Cryptocurrency is digital money that has no physical representation. When people buy or sell cryptocurrency, they make electronic transfers on their online accounts. However, how do people know cryptocurrency is worth anything? What defines its value? When we talk about fiat money, we understand that it is supported by gold and currency reserves. Cryptocurrency has no reserves that back it up, its price largely depends on the demand. As the demand rises, the price does as well, and vice versa.

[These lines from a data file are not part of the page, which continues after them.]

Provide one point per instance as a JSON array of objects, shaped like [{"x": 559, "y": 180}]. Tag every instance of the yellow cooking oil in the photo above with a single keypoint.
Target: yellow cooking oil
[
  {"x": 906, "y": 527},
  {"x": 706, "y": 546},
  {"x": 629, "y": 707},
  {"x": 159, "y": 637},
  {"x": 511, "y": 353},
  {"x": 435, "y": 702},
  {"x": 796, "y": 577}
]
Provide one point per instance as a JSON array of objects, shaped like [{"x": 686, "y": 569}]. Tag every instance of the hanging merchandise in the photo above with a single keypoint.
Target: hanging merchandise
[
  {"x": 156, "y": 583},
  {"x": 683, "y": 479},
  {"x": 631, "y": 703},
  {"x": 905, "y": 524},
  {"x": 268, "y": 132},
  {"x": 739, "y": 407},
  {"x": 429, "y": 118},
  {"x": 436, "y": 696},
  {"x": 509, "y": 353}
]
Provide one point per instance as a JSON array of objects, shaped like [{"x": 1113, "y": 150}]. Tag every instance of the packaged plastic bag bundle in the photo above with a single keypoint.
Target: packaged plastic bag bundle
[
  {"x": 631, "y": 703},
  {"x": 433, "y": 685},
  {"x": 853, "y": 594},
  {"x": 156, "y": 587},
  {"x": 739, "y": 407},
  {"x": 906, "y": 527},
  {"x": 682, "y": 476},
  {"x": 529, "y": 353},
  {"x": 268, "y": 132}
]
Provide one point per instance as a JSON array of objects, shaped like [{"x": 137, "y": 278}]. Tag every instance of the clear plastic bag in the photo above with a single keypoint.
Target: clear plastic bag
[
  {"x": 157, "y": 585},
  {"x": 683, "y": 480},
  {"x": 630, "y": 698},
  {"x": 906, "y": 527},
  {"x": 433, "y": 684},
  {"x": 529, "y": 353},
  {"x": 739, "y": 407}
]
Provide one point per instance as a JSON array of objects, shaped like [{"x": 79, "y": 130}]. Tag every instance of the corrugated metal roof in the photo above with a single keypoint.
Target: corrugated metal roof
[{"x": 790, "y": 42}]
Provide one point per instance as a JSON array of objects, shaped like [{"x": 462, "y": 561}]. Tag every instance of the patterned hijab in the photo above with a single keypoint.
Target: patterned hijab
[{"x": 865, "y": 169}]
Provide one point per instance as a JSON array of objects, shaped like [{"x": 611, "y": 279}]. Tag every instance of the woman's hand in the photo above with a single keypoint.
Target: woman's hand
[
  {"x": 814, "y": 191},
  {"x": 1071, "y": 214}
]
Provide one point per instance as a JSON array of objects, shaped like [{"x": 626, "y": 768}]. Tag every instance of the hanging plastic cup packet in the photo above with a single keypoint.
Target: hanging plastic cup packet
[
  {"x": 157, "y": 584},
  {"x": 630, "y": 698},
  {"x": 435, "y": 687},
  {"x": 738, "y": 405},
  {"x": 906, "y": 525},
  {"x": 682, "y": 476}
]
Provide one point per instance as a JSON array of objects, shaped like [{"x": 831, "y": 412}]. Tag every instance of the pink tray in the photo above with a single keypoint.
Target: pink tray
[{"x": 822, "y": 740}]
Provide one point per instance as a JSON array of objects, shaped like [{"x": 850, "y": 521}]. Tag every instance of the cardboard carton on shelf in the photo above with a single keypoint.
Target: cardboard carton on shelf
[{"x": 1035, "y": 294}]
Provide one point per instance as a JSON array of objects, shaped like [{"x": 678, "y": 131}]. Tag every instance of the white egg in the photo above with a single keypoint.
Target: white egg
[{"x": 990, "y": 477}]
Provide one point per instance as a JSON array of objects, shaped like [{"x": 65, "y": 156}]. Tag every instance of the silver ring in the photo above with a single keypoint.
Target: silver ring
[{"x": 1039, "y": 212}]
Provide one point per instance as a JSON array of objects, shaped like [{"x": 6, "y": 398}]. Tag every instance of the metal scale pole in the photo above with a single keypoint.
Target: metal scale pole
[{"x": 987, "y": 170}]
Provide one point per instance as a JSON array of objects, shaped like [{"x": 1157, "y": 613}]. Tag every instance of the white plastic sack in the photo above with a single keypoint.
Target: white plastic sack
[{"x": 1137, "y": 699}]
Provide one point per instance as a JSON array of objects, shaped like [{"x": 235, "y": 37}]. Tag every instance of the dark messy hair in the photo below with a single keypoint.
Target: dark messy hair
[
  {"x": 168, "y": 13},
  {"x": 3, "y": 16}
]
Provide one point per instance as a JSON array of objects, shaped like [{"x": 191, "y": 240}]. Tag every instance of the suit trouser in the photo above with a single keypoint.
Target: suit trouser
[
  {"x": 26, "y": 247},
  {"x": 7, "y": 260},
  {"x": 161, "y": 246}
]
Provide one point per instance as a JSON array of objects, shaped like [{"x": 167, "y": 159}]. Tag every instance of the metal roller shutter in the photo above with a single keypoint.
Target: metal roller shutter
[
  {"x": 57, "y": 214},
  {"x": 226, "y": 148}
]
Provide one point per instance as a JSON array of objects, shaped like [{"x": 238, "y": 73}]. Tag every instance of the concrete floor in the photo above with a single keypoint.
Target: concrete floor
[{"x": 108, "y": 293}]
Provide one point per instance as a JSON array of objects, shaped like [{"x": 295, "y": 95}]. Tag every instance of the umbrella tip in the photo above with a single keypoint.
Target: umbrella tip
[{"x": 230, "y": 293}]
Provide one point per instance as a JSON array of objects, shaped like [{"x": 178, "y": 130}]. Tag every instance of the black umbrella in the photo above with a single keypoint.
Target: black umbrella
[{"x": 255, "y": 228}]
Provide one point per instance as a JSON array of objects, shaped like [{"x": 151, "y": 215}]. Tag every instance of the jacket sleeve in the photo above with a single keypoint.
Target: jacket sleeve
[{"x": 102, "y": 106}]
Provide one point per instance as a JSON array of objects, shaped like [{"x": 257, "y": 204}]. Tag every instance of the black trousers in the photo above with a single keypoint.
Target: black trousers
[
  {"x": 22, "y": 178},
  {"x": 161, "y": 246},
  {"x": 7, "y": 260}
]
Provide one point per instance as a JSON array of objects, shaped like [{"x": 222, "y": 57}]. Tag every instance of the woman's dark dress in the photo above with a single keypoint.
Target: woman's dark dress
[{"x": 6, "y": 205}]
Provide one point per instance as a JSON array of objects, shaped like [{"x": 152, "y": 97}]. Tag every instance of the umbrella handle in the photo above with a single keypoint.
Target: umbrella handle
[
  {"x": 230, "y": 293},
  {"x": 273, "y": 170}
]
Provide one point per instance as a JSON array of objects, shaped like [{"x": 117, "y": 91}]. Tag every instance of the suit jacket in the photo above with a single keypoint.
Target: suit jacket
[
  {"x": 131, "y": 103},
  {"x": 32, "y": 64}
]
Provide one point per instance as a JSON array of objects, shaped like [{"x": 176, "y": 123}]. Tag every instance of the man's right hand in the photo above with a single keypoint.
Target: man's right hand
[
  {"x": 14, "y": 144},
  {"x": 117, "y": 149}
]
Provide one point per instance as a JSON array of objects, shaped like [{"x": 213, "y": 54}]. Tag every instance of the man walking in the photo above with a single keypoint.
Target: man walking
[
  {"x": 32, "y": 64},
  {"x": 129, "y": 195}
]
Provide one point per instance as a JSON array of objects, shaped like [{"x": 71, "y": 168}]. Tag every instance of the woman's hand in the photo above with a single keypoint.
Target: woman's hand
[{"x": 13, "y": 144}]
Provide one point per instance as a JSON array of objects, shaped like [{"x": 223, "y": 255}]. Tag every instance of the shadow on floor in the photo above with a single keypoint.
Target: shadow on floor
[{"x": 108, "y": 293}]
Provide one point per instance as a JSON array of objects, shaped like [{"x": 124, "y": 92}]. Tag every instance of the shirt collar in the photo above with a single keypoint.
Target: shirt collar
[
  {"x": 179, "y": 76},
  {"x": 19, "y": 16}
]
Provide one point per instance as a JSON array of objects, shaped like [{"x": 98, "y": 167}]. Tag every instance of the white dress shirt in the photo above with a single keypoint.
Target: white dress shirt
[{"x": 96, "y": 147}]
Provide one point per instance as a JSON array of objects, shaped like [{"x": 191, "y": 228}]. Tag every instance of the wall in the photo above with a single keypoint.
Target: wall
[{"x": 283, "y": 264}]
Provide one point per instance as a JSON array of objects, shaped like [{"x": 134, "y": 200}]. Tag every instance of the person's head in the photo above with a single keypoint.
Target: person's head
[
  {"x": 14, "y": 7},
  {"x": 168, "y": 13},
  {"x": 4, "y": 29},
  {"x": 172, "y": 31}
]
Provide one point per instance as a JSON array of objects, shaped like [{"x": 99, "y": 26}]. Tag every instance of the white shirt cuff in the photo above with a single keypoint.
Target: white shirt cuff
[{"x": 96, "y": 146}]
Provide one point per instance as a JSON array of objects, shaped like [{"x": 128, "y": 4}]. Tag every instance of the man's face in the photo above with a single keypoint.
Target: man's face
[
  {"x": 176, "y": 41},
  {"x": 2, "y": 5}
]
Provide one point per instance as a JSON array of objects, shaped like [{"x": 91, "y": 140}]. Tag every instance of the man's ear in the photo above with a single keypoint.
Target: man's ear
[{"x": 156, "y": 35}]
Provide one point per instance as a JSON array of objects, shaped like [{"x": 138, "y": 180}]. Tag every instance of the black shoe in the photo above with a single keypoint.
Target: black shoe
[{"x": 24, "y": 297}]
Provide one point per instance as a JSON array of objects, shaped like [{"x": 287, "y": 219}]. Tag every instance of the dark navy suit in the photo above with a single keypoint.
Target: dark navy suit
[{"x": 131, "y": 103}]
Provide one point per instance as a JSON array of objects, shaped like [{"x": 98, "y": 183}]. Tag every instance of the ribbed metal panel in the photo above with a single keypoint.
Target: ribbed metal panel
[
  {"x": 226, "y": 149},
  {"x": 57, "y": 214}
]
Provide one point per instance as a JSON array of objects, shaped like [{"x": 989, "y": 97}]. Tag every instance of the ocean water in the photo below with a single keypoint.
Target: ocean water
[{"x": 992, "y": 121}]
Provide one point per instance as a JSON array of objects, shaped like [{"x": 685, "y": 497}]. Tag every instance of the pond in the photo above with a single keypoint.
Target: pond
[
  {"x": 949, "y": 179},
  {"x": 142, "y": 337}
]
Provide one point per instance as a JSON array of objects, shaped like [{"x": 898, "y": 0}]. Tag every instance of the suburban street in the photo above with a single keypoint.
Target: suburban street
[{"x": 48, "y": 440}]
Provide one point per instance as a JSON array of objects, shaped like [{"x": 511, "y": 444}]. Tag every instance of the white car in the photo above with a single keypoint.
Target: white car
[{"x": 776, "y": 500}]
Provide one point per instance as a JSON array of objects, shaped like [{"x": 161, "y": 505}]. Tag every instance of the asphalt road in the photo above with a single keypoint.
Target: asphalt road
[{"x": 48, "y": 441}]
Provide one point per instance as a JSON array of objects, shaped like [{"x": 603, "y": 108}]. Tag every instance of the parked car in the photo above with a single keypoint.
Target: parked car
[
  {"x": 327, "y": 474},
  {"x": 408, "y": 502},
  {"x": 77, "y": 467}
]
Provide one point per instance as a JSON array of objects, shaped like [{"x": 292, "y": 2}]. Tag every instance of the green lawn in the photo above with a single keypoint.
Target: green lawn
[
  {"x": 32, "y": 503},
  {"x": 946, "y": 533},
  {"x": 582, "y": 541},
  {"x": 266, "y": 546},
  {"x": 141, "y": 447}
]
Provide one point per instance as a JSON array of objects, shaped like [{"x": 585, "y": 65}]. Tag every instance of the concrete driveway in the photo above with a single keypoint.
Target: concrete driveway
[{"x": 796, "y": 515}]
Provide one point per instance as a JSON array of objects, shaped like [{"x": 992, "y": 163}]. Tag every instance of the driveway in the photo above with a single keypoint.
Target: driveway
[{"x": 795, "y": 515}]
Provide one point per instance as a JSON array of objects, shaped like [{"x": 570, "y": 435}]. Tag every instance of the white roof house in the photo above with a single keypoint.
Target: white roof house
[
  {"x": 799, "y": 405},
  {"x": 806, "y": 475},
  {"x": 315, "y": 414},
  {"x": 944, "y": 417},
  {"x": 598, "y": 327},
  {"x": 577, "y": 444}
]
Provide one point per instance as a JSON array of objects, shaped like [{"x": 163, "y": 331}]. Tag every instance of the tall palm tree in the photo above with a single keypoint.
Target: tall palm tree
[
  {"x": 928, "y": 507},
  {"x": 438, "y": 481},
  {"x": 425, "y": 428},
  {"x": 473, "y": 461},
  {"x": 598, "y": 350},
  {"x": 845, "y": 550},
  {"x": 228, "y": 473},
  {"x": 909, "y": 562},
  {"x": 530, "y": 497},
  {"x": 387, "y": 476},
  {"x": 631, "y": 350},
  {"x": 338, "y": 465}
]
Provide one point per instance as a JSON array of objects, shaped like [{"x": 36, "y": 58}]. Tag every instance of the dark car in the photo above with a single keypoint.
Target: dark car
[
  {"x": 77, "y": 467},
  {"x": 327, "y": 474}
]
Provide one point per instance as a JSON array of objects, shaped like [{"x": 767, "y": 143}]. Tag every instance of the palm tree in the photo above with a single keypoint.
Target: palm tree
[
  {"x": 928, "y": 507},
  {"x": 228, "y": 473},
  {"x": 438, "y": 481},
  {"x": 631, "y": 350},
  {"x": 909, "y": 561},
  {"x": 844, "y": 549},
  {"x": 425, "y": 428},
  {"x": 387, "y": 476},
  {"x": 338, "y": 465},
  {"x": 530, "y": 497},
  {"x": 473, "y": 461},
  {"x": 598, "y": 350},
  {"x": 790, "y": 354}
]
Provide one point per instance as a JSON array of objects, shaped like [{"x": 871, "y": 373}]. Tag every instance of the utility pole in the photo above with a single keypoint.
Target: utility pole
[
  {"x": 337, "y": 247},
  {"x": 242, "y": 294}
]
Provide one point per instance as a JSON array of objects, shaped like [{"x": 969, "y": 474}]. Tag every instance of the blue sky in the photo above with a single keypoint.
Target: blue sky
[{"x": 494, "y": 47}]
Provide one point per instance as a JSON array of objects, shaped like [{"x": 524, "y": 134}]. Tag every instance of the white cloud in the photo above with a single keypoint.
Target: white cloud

Another factor that defines its value is the limited number of coins. While central banks take care of fiat money emission, the number of coins of cryptocurrencies is defined. For example, for bitcoin, the maximum number of coins is 21 million. When all 21 million coins are mined, the emission will stop. Therefore, there following features define the price of cryptocurrency:
- The supply and demand relation
- Limited supply
- Investment attractiveness
- Energy use
- Governmental policies
- Media coverage
- Innovation and technological advancements
- Price expectations, etc.
While some factors are economically reasonable, human factor does play an important role in defining the value of each particular cryptocurrency. The innovative blockchain technology that lies at the base of bitcoin and altcoins has proven to be very useful in many areas of business and technology. It is known for its highly secured system of transactions and difficulties in decoding it. This makes it almost bulletproof when it comes to fraud and scam. Many companies spend millions to develop and implement blockchain-based software in their operating activities. This fact makes many investors put their hopes up in regards to the future of cryptocurrency.
At the same time, cryptomining is highly energy consuming. This is one of the factors for some countries to lay restrictions on bitcoin mining and trading. Another one is an attempt to control the potential game changer in the financial system. Finally, media coverage of cryptocurrency news defines people’s perception of it as something of extreme value and prestige.
Dangers of Cryptocurrency Investments
The fact that cryptocurrency is not backed by gold or currency reserves makes it highly volatile. The price of the most famous cryptocurrency, bitcoin, is far from stable as well as prices of other cryptocurrencies. Many financial analysts believe cryptocurrencies, bitcoin in particular, to be the next bubble the last one of which led to the global economic crisis. Even though no one can know for sure, heavily investing in cryptocurrencies can result in heavy losses if it turns out to be a bubble after all. Still, it does have a chance to stabilize and make its way to substituting fiat money.